While in the process of planning our wedding and purchasing our first home, my soon-to-be husband and I found ourselves hemorrhaging money.  We work hard and are in a good place financially, but we both come from hard-working blue collar families and the price attached to a lot of the things we were looking for was pretty tough to swallow.  I appreciate luxury but am practical to the core, so “keeping up with the Jones’,” at costs that make no sense, was something I have no interest in.  Some examples can be found below:

The wedding venue:  We looked at a few places but we (mostly he, actually) fell in LOVE with the venue where we ultimately booked our wedding ceremony and reception.  It was unique, rustic and beautiful.  They only do weddings on Saturdays and Sundays, and had very little Saturday availability.  So, the fact that we would have had to wait an additional 5 months PLUS spend 10 grand more for a Saturday wedding made the choice to do a Sunday in March (gotta love an off-season “bargain”!) fairly easy.

The wedding extras:  Being blown off by a florist after telling her I didn’t want to spend more than 3K on flowers (newsflash:  flowers DIE!!!).  $275 for a BELT.  Thousands of dollars on photo and video- some packages only including one photographer! 125 bucks for the stupid rustic card-box I fell in love with on Etsy?! 1100 dollars for up-lighting?!?!  Everything wedding seems to be impractical and over-the-top.  We prioritized and did splurge in some areas, because it is hard not to get carried away with certain details for your wedding.  However, we were shocked to find out that booking our venue would not be the most taxing part of the wedding planning process, and decided that we would not spend needlessly outside of the things that we thought mattered (food, drinks, music and photography!).

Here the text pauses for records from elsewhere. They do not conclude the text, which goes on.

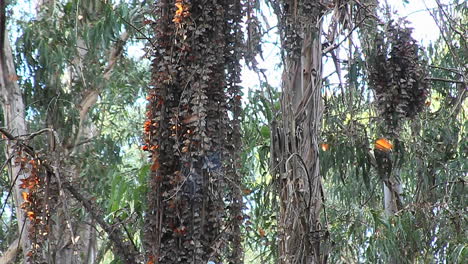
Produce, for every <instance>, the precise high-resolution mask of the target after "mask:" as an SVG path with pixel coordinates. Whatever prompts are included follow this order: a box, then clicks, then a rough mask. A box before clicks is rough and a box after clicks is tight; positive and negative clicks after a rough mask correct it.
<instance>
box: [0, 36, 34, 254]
mask: <svg viewBox="0 0 468 264" xmlns="http://www.w3.org/2000/svg"><path fill="white" fill-rule="evenodd" d="M4 36H5V37H4V43H3V45H2V50H0V52H1V56H0V88H1V90H0V93H1V103H2V107H3V120H4V122H5V127H6V128H7V129H8V131H9V132H10V133H11V135H13V136H15V137H17V136H19V135H25V134H26V133H27V126H26V121H25V118H24V117H25V116H24V102H23V97H22V93H21V90H20V87H19V85H18V83H17V82H16V80H17V75H16V72H15V66H14V62H13V55H12V52H11V46H10V41H9V38H8V35H7V34H6V32H4ZM13 146H14V143H13V142H12V141H10V140H8V141H7V144H6V149H5V154H6V155H5V156H6V157H7V158H9V157H13V158H12V159H11V161H10V164H9V166H8V174H9V177H10V182H11V184H13V185H14V188H13V193H14V195H13V197H14V201H15V205H16V216H17V220H18V234H21V239H20V244H21V248H22V252H23V255H24V257H25V259H26V254H27V253H28V252H29V250H30V248H31V243H30V240H29V238H28V230H29V223H28V221H27V218H26V217H25V212H24V211H23V210H22V209H21V208H20V205H21V203H22V202H23V198H22V196H21V192H22V190H21V188H20V187H19V181H20V180H21V179H25V178H27V177H29V175H28V173H25V172H24V171H23V170H21V166H20V164H19V163H17V162H15V157H16V156H17V151H16V150H15V149H14V148H13Z"/></svg>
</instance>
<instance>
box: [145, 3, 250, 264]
mask: <svg viewBox="0 0 468 264" xmlns="http://www.w3.org/2000/svg"><path fill="white" fill-rule="evenodd" d="M154 10H155V11H154V16H155V21H154V23H153V28H154V42H153V43H152V45H153V47H154V50H153V52H154V53H153V63H152V81H151V83H150V86H149V88H148V91H147V94H148V95H147V99H148V111H147V114H146V118H147V119H146V121H145V124H144V131H145V145H144V146H143V149H144V150H146V151H148V152H149V153H150V161H151V168H150V170H151V174H150V178H149V183H148V186H149V187H148V206H147V211H146V215H145V227H144V236H145V238H144V247H145V254H146V258H147V260H148V261H149V263H206V262H207V261H209V260H213V261H217V262H218V261H222V260H223V259H226V260H227V261H228V262H229V263H242V258H243V256H242V249H241V247H240V245H241V240H240V235H241V234H240V224H241V222H242V221H243V215H242V211H241V210H242V197H241V188H240V178H239V177H240V176H239V174H238V168H239V167H240V164H239V159H238V154H236V151H237V149H238V142H239V141H240V130H239V122H240V120H239V117H240V99H241V94H240V86H239V82H240V64H239V60H240V59H241V56H240V55H241V54H242V53H241V48H242V37H243V35H242V34H243V33H242V31H241V24H240V23H241V19H242V15H243V13H244V11H243V8H242V6H241V1H232V0H224V1H211V0H209V1H201V0H197V1H185V0H176V1H173V0H162V1H158V2H157V3H156V5H155V8H154Z"/></svg>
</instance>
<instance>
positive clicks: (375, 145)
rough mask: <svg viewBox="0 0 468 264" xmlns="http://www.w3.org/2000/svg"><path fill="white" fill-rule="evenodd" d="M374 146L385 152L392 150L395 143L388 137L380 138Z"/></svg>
mask: <svg viewBox="0 0 468 264" xmlns="http://www.w3.org/2000/svg"><path fill="white" fill-rule="evenodd" d="M374 148H376V149H378V150H381V151H384V152H389V151H392V149H393V144H392V143H390V141H388V140H387V139H386V138H379V139H377V140H376V141H375V145H374Z"/></svg>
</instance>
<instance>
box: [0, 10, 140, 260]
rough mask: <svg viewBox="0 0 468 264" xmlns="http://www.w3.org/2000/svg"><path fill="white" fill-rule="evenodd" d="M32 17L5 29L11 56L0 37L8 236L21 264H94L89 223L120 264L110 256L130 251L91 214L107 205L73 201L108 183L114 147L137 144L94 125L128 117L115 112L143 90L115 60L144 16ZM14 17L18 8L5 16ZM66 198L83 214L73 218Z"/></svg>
mask: <svg viewBox="0 0 468 264" xmlns="http://www.w3.org/2000/svg"><path fill="white" fill-rule="evenodd" d="M2 4H4V1H2ZM36 10H37V14H36V15H35V16H34V15H33V17H34V18H33V19H31V17H30V16H31V15H30V14H29V15H28V16H24V17H22V18H21V19H19V20H17V21H14V20H11V21H9V22H10V23H11V24H15V26H16V28H18V29H19V33H20V36H19V37H18V38H17V41H16V43H14V47H15V48H16V49H15V52H13V53H12V52H11V51H10V50H9V46H8V42H7V40H8V39H9V36H8V35H9V34H8V33H5V35H2V36H4V39H5V43H6V44H5V45H2V49H1V50H2V53H1V54H2V61H3V62H5V61H6V62H5V63H3V62H2V69H3V70H6V71H8V72H5V73H4V74H3V76H6V77H8V78H6V79H4V80H6V81H5V82H2V98H3V100H2V106H3V113H4V119H3V121H4V122H5V125H6V126H5V128H4V129H3V130H2V131H3V132H4V135H6V137H7V138H8V144H7V155H6V159H7V160H8V162H10V163H11V164H10V165H11V166H10V167H11V168H12V170H11V171H10V173H9V177H10V185H11V186H12V188H13V189H14V190H15V194H16V195H15V199H14V202H15V203H14V208H16V214H15V215H16V217H17V219H18V232H16V234H18V236H19V234H21V241H20V243H21V245H22V251H23V259H24V261H25V262H26V261H29V262H34V263H37V262H41V261H44V262H47V263H76V262H80V263H82V262H86V263H95V262H96V261H97V260H98V251H97V249H98V248H97V240H98V234H97V232H96V230H97V229H96V226H97V224H96V223H99V225H101V227H102V228H103V229H104V230H105V231H106V232H107V233H108V234H109V235H110V237H111V240H113V241H112V242H113V243H114V246H115V247H114V249H117V250H115V251H114V252H117V253H116V255H120V256H121V258H122V259H126V256H124V255H125V254H120V253H118V251H119V250H120V251H122V252H124V251H127V253H128V251H132V250H135V249H134V246H132V247H129V246H128V247H126V248H127V249H125V247H123V246H122V245H123V244H124V242H122V240H123V235H122V234H123V233H122V231H121V230H116V231H113V230H112V229H111V228H110V224H111V223H109V222H106V221H105V220H104V216H103V212H102V209H99V207H100V206H102V205H105V204H106V203H107V197H105V196H104V197H99V198H98V199H93V201H97V202H98V204H100V206H97V205H92V202H91V203H90V201H88V199H87V198H84V197H83V195H81V193H82V192H87V193H93V194H96V193H100V192H102V191H103V190H102V189H100V188H110V183H111V179H112V177H114V176H115V175H113V174H111V173H110V171H111V170H110V169H111V168H117V167H118V164H119V163H120V162H119V158H120V153H119V151H120V150H119V145H122V141H123V140H128V139H129V138H130V139H131V138H136V137H135V133H137V130H135V131H134V132H133V134H132V135H131V137H127V138H124V137H120V138H118V137H116V136H115V134H112V133H109V128H107V130H106V128H104V127H103V124H105V122H109V120H110V121H112V119H113V118H114V117H115V116H117V114H118V113H119V112H120V111H122V110H125V111H128V109H125V107H122V106H125V105H127V106H131V105H132V104H133V102H134V100H135V96H137V95H138V91H139V88H141V87H143V86H144V82H143V81H144V79H145V78H144V76H145V75H144V72H143V71H141V70H139V69H138V68H137V67H136V65H137V64H136V63H135V62H134V61H133V60H132V59H130V58H128V57H124V56H123V54H124V47H125V44H126V43H127V41H128V40H129V38H130V36H132V35H133V34H134V33H135V30H134V27H132V26H131V25H130V24H131V23H133V24H138V23H141V22H142V19H141V18H142V16H139V15H138V14H143V10H142V9H141V7H140V6H139V5H132V4H127V3H120V4H116V5H112V4H111V3H104V2H101V1H41V2H39V5H38V6H37V9H36ZM19 11H20V9H19V8H18V6H14V5H13V7H12V8H11V12H15V13H16V12H19ZM135 11H138V12H140V13H136V12H135ZM2 12H3V13H2V14H5V13H4V12H5V9H2ZM17 16H19V15H17ZM17 16H15V17H17ZM12 18H13V17H12ZM2 21H3V22H4V20H2ZM4 29H5V28H2V32H4V31H3V30H4ZM14 55H16V56H14ZM14 64H16V73H15V66H14ZM3 65H7V66H8V68H7V67H6V66H5V67H3ZM128 69H131V71H129V70H128ZM3 70H2V73H3V72H4V71H3ZM116 73H117V74H116ZM124 73H125V74H124ZM11 107H14V109H13V108H11ZM12 111H13V112H12ZM111 124H112V123H111ZM116 126H117V124H116ZM127 134H131V133H127ZM13 150H14V151H13ZM90 153H102V154H104V155H99V156H96V155H94V156H90V155H89V154H90ZM20 180H21V181H20ZM97 181H100V182H101V183H102V184H101V185H99V184H96V182H97ZM65 189H67V190H68V191H65ZM83 190H86V191H83ZM21 194H22V195H21ZM70 197H74V198H76V199H78V200H79V202H81V203H83V204H84V205H85V207H86V209H88V212H86V213H82V211H81V210H80V208H81V206H80V204H79V203H77V202H75V199H69V198H70ZM85 197H87V196H85ZM103 207H104V208H105V207H106V206H103ZM26 216H27V217H26ZM11 233H12V234H15V233H14V232H13V231H12V232H11ZM126 241H127V242H128V240H127V239H126ZM17 244H18V243H16V244H12V246H11V247H12V248H16V245H17ZM131 254H133V253H131ZM131 254H129V255H131Z"/></svg>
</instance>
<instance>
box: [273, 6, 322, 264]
mask: <svg viewBox="0 0 468 264" xmlns="http://www.w3.org/2000/svg"><path fill="white" fill-rule="evenodd" d="M325 11H326V9H325V6H324V4H323V3H322V1H279V4H277V5H276V7H275V12H276V14H277V16H278V18H279V20H280V34H281V39H282V40H283V42H282V48H283V49H284V51H285V56H284V58H285V59H284V72H283V78H282V80H283V83H282V90H283V91H282V92H283V94H282V99H281V111H282V121H281V125H280V126H279V131H280V133H279V135H278V137H276V138H274V144H275V147H276V148H275V149H274V152H275V153H272V155H275V156H274V157H273V162H274V163H279V165H280V166H276V165H275V166H274V167H279V168H281V169H280V170H279V171H278V174H277V175H278V181H279V199H280V202H281V204H280V205H281V209H280V218H279V223H278V228H279V230H278V233H279V256H280V259H279V261H280V263H323V262H325V261H326V254H324V250H323V241H324V240H326V237H327V226H326V224H324V223H323V222H322V221H321V219H320V213H321V210H322V199H323V190H322V180H321V175H320V173H319V159H318V139H319V135H320V134H319V133H320V126H321V118H322V112H323V104H322V98H321V87H322V43H321V32H322V19H321V18H322V16H323V14H324V12H325Z"/></svg>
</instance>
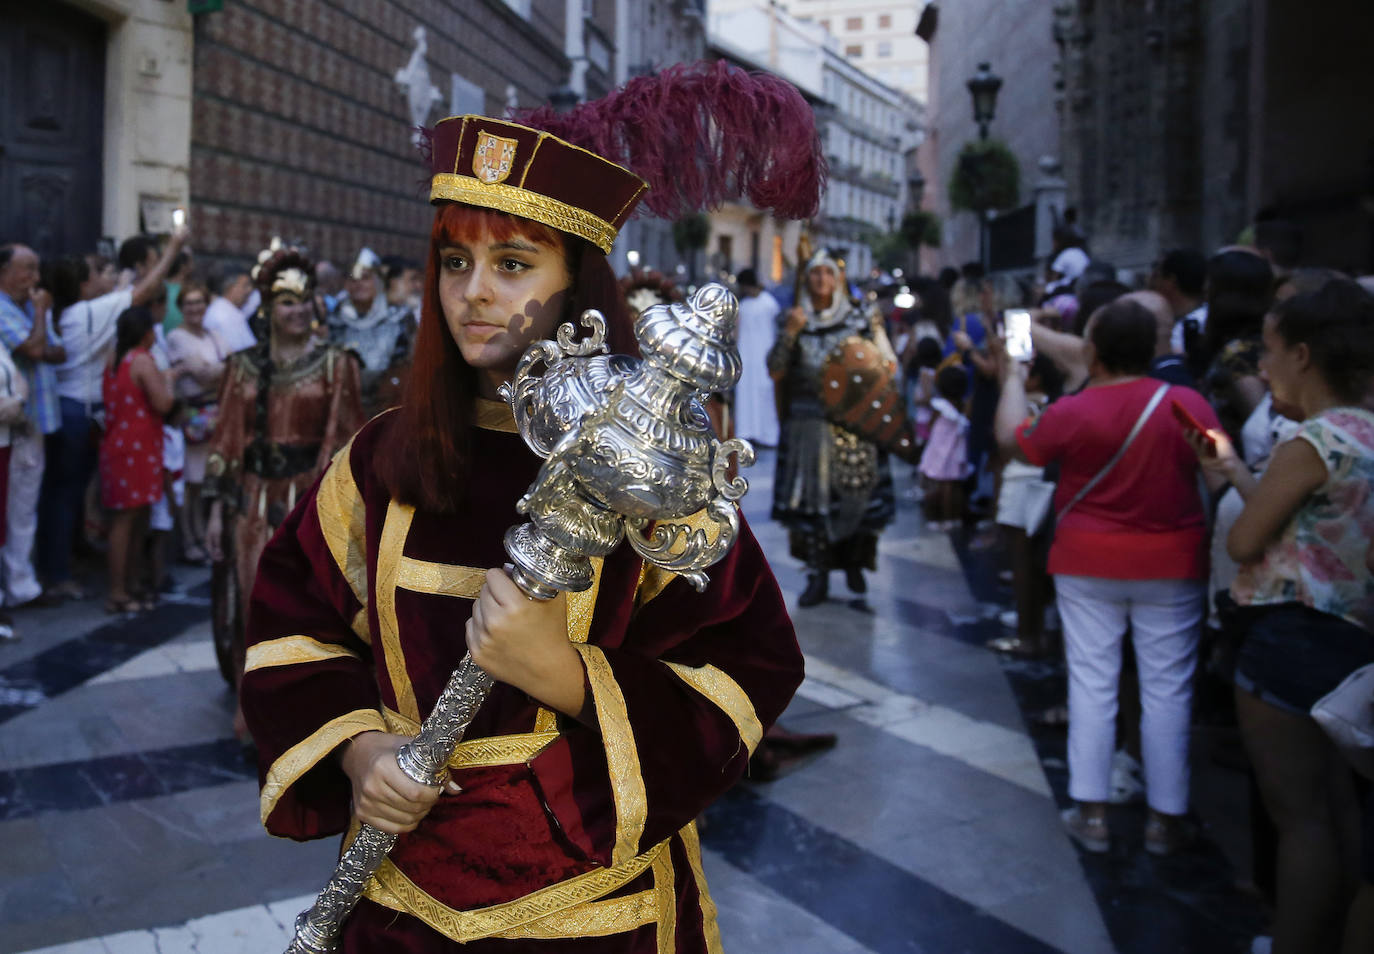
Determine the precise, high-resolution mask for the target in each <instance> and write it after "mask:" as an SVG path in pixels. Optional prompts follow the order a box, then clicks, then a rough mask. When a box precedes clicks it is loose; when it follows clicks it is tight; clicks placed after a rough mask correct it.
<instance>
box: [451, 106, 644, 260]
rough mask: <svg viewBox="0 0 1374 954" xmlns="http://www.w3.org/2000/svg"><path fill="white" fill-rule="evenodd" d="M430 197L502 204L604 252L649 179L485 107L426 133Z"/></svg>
mask: <svg viewBox="0 0 1374 954" xmlns="http://www.w3.org/2000/svg"><path fill="white" fill-rule="evenodd" d="M431 150H433V153H431V157H430V164H431V169H433V173H434V177H433V180H431V183H430V202H440V201H449V202H466V203H467V205H480V206H484V208H486V209H497V210H500V212H508V213H511V214H515V216H521V217H523V219H533V220H534V221H539V223H543V224H545V225H550V227H551V228H556V230H558V231H561V232H570V234H572V235H577V236H578V238H584V239H587V241H588V242H591V243H592V245H595V246H596V247H599V249H600V250H602V252H607V253H609V252H610V246H611V243H613V242H614V241H616V234H617V232H618V231H620V227H621V225H624V224H625V220H627V219H629V214H631V213H632V212H633V210H635V206H636V205H638V203H639V199H640V197H642V195H643V194H644V192H646V191H647V190H649V184H647V183H646V181H644V180H643V179H640V177H639V176H636V175H635V173H632V172H631V170H629V169H625V168H622V166H618V165H616V164H614V162H610V161H607V159H603V158H600V157H599V155H596V154H594V153H589V151H587V150H584V148H580V147H577V146H573V144H570V143H566V142H563V140H562V139H559V137H556V136H554V135H552V133H547V132H540V131H539V129H530V128H529V126H522V125H517V124H515V122H507V121H506V120H493V118H489V117H485V115H453V117H449V118H447V120H441V121H440V122H438V125H436V126H434V131H433V133H431Z"/></svg>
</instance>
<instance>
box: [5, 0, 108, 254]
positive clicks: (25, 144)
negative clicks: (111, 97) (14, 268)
mask: <svg viewBox="0 0 1374 954" xmlns="http://www.w3.org/2000/svg"><path fill="white" fill-rule="evenodd" d="M0 23H4V26H3V27H0V242H4V241H18V242H23V243H25V245H29V246H32V247H33V249H34V250H36V252H37V253H38V254H40V256H43V257H44V258H51V257H54V256H58V254H62V253H66V252H73V253H81V252H91V250H93V249H95V246H96V242H98V241H99V238H100V208H102V201H100V199H102V191H100V179H102V175H100V173H102V154H103V146H104V136H103V121H104V45H106V27H104V23H102V22H100V21H99V19H95V18H93V16H91V15H88V14H85V12H82V11H80V10H77V8H76V7H71V5H69V4H66V3H56V1H54V0H44V1H43V3H34V1H33V0H27V1H25V3H19V1H16V0H0Z"/></svg>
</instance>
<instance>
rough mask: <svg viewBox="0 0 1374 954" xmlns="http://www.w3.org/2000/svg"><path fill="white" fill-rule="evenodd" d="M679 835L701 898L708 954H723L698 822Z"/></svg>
mask: <svg viewBox="0 0 1374 954" xmlns="http://www.w3.org/2000/svg"><path fill="white" fill-rule="evenodd" d="M679 834H682V836H683V847H684V848H687V863H688V865H691V876H692V878H695V880H697V895H698V896H699V898H701V927H702V936H705V938H706V954H723V953H724V949H723V947H721V946H720V924H719V921H717V918H716V902H714V900H712V898H710V891H709V889H708V888H706V870H705V869H703V867H702V865H701V839H699V837H698V836H697V822H691V823H690V825H687V828H684V829H683V830H682V832H679Z"/></svg>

The house:  We had a long house-hunting process.  8 months of looking at houses, putting in offers, and enduring bidding wars.  We were some of the lucky ones who entered the real estate market just as it was shifting from a buyer’s to a seller’s- every single house we bid on had multiple offers, and each sold for over asking price.  We actually offered 10K over asking on a house and ended up being outbid by 35K!  It was stressful, and seemingly endless, until we finally found our little home near the park that is absolutely perfect for us!  I’ll be posting a lot more on our house in later posts, but it’s a modest home in a great neighborhood that was the perfect balance of “move-in-ready” and “room for improvement”.  We experienced a lot of sticker shock at what we could get for our money in such a desirable area, but in the end didn’t let ourselves get caught up in the stress and made a decision that made sense from both an investment and lifestyle standpoint.

The moral of the story is, especially in this day & age where everything gets posted on social media and people have something to say/judge about every nuance of life,  it’s easy to get caught up in things that really don’t matter.  I’ve decided to start documenting some of the projects we’re taking on to build the life we’ve always dreamed of together, without completely breaking the bank.  Feel free to share in our journey! We believe that we can do it with lots of love… and a little elbow grease.